Cela, FeedBooks le propose déjà, et j’insiste : le bouleversement qui s’en induit, c’est le court-circuit entre la lecture de flux (le livre aussi est une pratique de flux lent : ainsi nos Que Sais-Je ou nos Garnier ou nos 10/18..., c’est la technique de reproduction et diffusion qui induisait cette lenteur, et non pas la nature des textes proposés...) et la lecture de table. C’est la prise en considération du fait que notre rapport au monde passe pour chacun de nous par cette construction de l’information, de l’artistique, du savoir, et que la révolution de fond de l’Internet c’est que remettre à chacun la clé de cette construction bouleverse évidemment la régulation de la prescription (dans la profusion, le pire est toujours possible, et le consensuel toujours plus renforcé), mais nous savons chacun – nous y travaillons au quotidien – comment de nouveaux principes de régulation, repérages, validation naissent à mesure...

Alors envisageons d’autres extensions : ces dernières semaines, prolifération des "univers" Netvibes.
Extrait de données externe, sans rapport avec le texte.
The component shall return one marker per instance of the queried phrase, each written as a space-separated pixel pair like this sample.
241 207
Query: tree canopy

Nous sommes curieux des lectures des autres, nous découvrons des blogs inconnus ou surprenants. Mais je pourrais très bien, via tiers livre, le dimanche matin, proposer avec l’outil de FeedBooks une compil qui se lit comme un livre, sur ordinateur ou sur mon Sony Reader, de mes propres interventions (celle-ci par exemple), ou d’une sélection de blogs qui m’importent (remue.net au hasard !).

Ainsi, le "en ligne" et le "hors ligne" n’ont plus cours, puisque le point d’appui c’est votre propre mode de lecture...

Alors oui, continuons ensemble, cher Hadrien et tes amis : nous autres, briscards, on fourbira quelques-uns de ces poisons et verrues que Rimbaud disait être la littérature. Mais littéralement soufflé, ce matin, en l’essayant, par l’arrivée tout prêt sur mon bureau d’ordinateur, et de là sur la "liseuse" que je glisse dans mon sac, lisibilité niveau et confort de l’édition traditionnelle, de quelques blogs de fond...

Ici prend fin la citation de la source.